In Part Two of our email interview with Alexandra Drane of Eliza Corporation, she talks about how most health messaging fails miserably at inspiring change in behavior.
Here’s Part One of the interview.
Your latest new venture, Seduce Health, talks about why so many health messages, both in the private and public sectors, fail miserably to change behavior. What are they missing? What’s your favorite example of a bad message, in form or content? A good one?
One of the most gorgeous things about the healthcare space is almost everyone in it is here because they care. They are mission driven to make this world a better place for people – particularly as it relates to health. And that’s a good thing!! But it’s also our Achilles’ heel.
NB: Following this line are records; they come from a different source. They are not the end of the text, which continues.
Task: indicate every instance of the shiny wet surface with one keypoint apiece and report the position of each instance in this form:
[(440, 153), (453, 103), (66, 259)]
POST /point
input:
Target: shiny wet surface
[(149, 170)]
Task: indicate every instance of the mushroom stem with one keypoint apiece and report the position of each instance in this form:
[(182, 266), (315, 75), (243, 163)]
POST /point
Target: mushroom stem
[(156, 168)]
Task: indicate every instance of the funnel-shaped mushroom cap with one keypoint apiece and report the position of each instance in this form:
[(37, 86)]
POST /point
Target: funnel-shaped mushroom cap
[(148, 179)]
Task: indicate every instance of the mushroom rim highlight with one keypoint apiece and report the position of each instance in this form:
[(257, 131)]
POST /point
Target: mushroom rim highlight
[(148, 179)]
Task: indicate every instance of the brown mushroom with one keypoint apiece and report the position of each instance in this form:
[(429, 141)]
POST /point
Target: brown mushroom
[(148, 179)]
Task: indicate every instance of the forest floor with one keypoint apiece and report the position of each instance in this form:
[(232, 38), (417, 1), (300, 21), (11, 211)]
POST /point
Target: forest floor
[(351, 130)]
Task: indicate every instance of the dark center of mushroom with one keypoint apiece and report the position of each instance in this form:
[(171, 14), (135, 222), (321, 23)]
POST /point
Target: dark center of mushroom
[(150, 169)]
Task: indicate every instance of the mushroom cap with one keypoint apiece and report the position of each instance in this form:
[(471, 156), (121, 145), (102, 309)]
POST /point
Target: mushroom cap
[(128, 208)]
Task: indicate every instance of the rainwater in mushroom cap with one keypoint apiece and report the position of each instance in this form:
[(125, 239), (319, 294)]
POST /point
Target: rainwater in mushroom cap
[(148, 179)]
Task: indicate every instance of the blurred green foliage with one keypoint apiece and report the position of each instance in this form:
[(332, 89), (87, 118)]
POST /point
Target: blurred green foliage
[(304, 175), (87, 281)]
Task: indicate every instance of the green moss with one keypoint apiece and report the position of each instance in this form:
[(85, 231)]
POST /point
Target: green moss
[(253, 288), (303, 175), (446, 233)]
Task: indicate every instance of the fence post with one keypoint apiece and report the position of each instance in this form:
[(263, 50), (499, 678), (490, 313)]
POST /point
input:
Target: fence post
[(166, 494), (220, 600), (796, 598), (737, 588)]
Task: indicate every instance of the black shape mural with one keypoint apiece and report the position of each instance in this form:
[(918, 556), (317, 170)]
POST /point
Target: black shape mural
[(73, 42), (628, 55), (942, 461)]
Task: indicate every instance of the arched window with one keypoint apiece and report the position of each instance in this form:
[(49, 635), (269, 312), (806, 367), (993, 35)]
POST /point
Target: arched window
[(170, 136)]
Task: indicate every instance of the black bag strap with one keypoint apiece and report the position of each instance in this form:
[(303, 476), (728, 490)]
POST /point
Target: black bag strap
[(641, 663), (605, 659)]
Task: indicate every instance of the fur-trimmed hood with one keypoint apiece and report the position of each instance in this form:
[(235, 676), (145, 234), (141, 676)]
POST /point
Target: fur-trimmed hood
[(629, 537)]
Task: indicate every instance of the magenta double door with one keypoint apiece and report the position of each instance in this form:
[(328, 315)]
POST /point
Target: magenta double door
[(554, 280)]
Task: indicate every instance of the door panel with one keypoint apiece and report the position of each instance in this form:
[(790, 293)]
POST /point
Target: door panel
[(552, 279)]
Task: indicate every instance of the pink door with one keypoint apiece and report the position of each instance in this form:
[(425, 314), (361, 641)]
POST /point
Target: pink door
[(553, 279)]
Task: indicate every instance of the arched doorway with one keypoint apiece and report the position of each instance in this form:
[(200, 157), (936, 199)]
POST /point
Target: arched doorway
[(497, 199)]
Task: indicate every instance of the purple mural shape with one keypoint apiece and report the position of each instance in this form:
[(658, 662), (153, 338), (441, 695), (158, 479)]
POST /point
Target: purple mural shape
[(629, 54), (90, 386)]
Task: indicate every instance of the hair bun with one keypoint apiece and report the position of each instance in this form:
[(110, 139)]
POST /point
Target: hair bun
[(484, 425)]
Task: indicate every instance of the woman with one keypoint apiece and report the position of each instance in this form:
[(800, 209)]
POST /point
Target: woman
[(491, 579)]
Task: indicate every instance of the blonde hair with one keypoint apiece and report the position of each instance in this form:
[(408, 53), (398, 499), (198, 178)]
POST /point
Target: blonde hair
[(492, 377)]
We often project that fanatical level of interest in health and healthy behaviors on the people we are trying to influence, as if they too are spending most of their waking hours thinking about and obsessing over what creates better health-related outcomes. Sadly for all of us, they’re not. In fact, the average person would rather eat worms than read my thoughts on healthcare! They’re out reading about who slept with whom or which team won what or feeling secretly delighted that Facebook’s stock is down because they don’t own any and they don’t work there (at least, that’s what I’m doing).
By virtue of the fact that we sometimes think we’re ‘all that,’ we seek to influence people in ways that don’t resonate because we presume a level of baseline interest or engagement that is just not there. One of my favorite examples is to look at the advertising and marketing efforts of the food, tobacco and beverage companies, and then compare them to most of ours. We send pictures of diseased kidneys; they feature smokin’ hot models with grease from a bacon double cheese burger running down their arms. Hmmmm – who’s going to win there? That’s not always true, but you get the point.
The problem (opportunity?) is also compounded when you consider that we as an industry spend 30 cents for every $30 our ‘competition’ (those same food tobacco and beverage companies) have at their disposal. They’re simply spending more money. And with a greater self-awareness about what sells, what resonates, what inspires and seduces and beguiles. And not to pile on, but to be fair – their job is easier! I can sell the pants off how good a donut would taste right now (or Fritos, or a sausage, or …), but convincing you that carrots will hit that same spot? Slightly more challenging.
So, is the answer to just use beautiful models in all that we do? Of course not. It’s far more complicated than that. But it does require that we inhale more humility about what the average person finds intriguing, what real people are interested in spending time thinking about, and that we design our outreach efforts in a way that fully and unabashedly incorporates that very different perspective.
How can we do that? By adding joy, soul, humor to our approach…by paying attention to the universal conversations that are happening at the water cooler, at the dinner table, at the bar…. by meeting people in the messy realities of their lives, speaking with them in a way they can understand, one that doesn’t feel condescending or academic, and working to help them solve the problems they care about, which may or may not be the ones on which we are focused.
We work hard to infuse our health messages with a true consumer approach, and we do all we can to avoid tactics like medical terrorism – a favorite go-to of many health organizations – even though the literature (and common sense) shows that terrifying someone into action may work once but has a very short half-life. Many of our favorite examples of what we love, and what we don’t, live at Seducehealth.org. Roll around in them for a bit and share what you think!
It’s not hard to do on paper – the tough part is being brave enough to roll out this kind of approach in the real world. Luckily, we’ve been able to convince (coerce?) some of our customers into trying fresh approaches, and they work! For example, we reached out to women due for a mammogram with a flirty approach and found that women were 26% more likely to schedule a mammogram after hearing this message versus a straightforward reminder: “Believe it or not, there’s a mammography machine out there that really misses you. You don’t call, you don’t write. Do you think you’ll visit soon?”
The one thing we know for sure is no one has figured out how to really nail this yet. But we think with time, with more experience, with more data, with more humility, and really with more bravery to try genuinely unorthodox and thrilling approaches to engagement – approaches that DON’T presume people are sitting around waiting to get lectured – we’re going to get there.